W3C home > Mailing lists > Public > www-international@w3.org > July to September 2005

Fwd: Re: ZWNJ and ZWJ being ignorable

From: Felix Sasaki <fsasaki@w3.org>
Date: Tue, 16 Aug 2005 17:32:06 +0900
To: "www-international@w3.org" <www-international@w3.org>, public-iri@w3.org
Message-ID: <op.svldzsmix1753t@ibm-60d333fc0ec>
Hi,

This came up at the unicode list. I'm not sure if is an issue for IRI /  
the future development of the IRI spec, but I'm bringing it to the  
attention of www-international and public-iri. Any comments?

-- Felix

------- Forwarded message -------
From: "Eric Muller" <emuller@adobe.com>
To:
Cc: "UnicoRe Mailing List" <unicore@unicode.org>
Subject: Re: ZWNJ and ZWJ being ignorable
Date: Sun, 14 Aug 2005 10:14:28 +0900

Roozbeh Pournader wrote:

> TUS 4.0, Page 391, paragraph 4, mentions:
>
>        ZERO WIDTH NON-JOINER and ZERO WIDTH JOINER are format control
>        characters. Like other such characters, they should be ignored
>        by processes that analyze text content.

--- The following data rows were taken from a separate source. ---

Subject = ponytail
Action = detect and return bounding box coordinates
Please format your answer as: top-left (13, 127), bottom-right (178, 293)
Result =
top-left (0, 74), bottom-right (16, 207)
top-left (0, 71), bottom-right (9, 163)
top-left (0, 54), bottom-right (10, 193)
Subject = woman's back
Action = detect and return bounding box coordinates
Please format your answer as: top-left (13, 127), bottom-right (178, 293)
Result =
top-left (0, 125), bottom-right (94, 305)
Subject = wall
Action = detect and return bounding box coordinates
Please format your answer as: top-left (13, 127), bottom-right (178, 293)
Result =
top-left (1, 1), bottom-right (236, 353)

For example, a
>        spelling-checker or find/replace operation should filter them
>        out. [...]
>
> Fact:
>
> 1. That is *incorrect* for *every* language I know that is written in
> the Arabic script and uses ZWNJ or ZWJ. In all of these languages,
> ommitting a ZWNJ or ZWJ, or misplacing them, is often a spelling error
>
>
>
The issue of ignoring the joiners has resurfaced recently in IDN and IRIs.

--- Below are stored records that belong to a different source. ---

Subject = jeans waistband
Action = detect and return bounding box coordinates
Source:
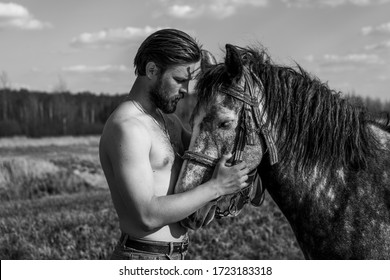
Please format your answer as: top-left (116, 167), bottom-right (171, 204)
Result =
top-left (119, 232), bottom-right (189, 255)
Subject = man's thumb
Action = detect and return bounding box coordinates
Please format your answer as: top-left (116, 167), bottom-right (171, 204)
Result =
top-left (219, 153), bottom-right (232, 165)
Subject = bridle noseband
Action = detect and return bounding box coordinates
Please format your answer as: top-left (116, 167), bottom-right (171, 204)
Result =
top-left (182, 69), bottom-right (279, 219)
top-left (182, 150), bottom-right (258, 219)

Martin Hosken added about Burmese:

> It certainly causes sorting differences in the dreaded Burmese. 10xx 1039
> 200C 101B sorts with the syllable break before 101B, while 10xx 1039 101B
> sorts as a single syllable with any break occuring before 10xx.
>
>
Furthermore, Burmese also has:

     Lincoln: <101c, 1004, virama, zwnj, 1000, 1014, virama, zwnj>, where
     the segment <1004, 1039, zwnj> renders as a visible virama above the
     representative glyph for 1004

     bimbo: <1018, 1004, virama, zwnj, 1018, 102d, 102f>, idem

versus

     Bengali: <1018, 1004, virama, 1002, 102c, 101c, 102e> where the
     segment <1004, virama> renders as the kinzi (epsilon like) and is
     placed above the rendering of the segment <1002>.

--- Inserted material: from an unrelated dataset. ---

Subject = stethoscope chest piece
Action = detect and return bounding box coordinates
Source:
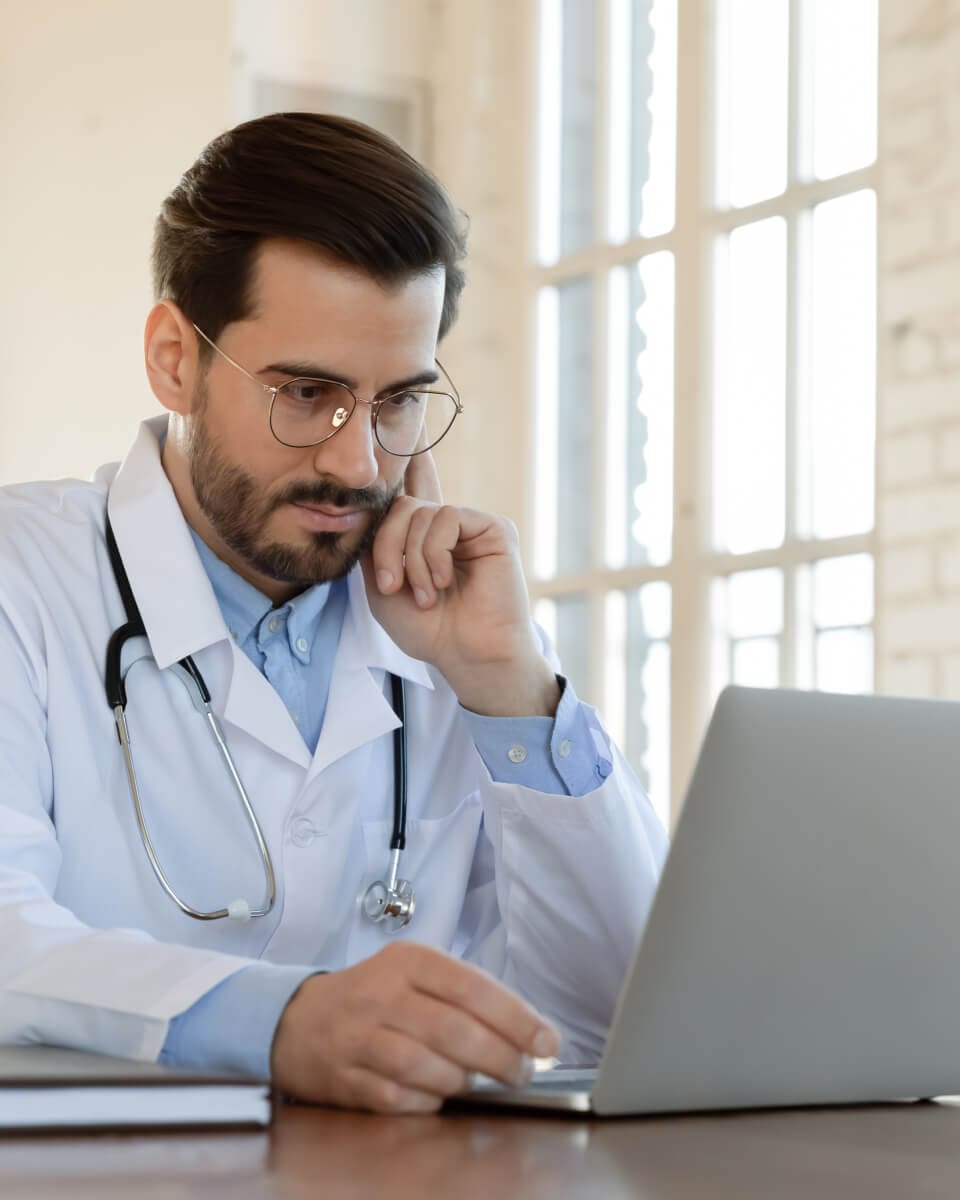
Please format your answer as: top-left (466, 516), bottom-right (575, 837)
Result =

     Tuesday: <1021, 1004, virama, 1002, 102c>, idem

In all these examples, the segment <1004, virama> or <1004, virama,
zwnj> is used to write the same sound "in". Okell ("Burmese, an
introduction to the script", p78):

     When you are taking dictation and come across a word with the rhyme
     [sound "in"], you don't know - unless you already have learned the
     spelling of the word - whether it should be written the full
     [visible virama over 1004] or the reduced [kinzi].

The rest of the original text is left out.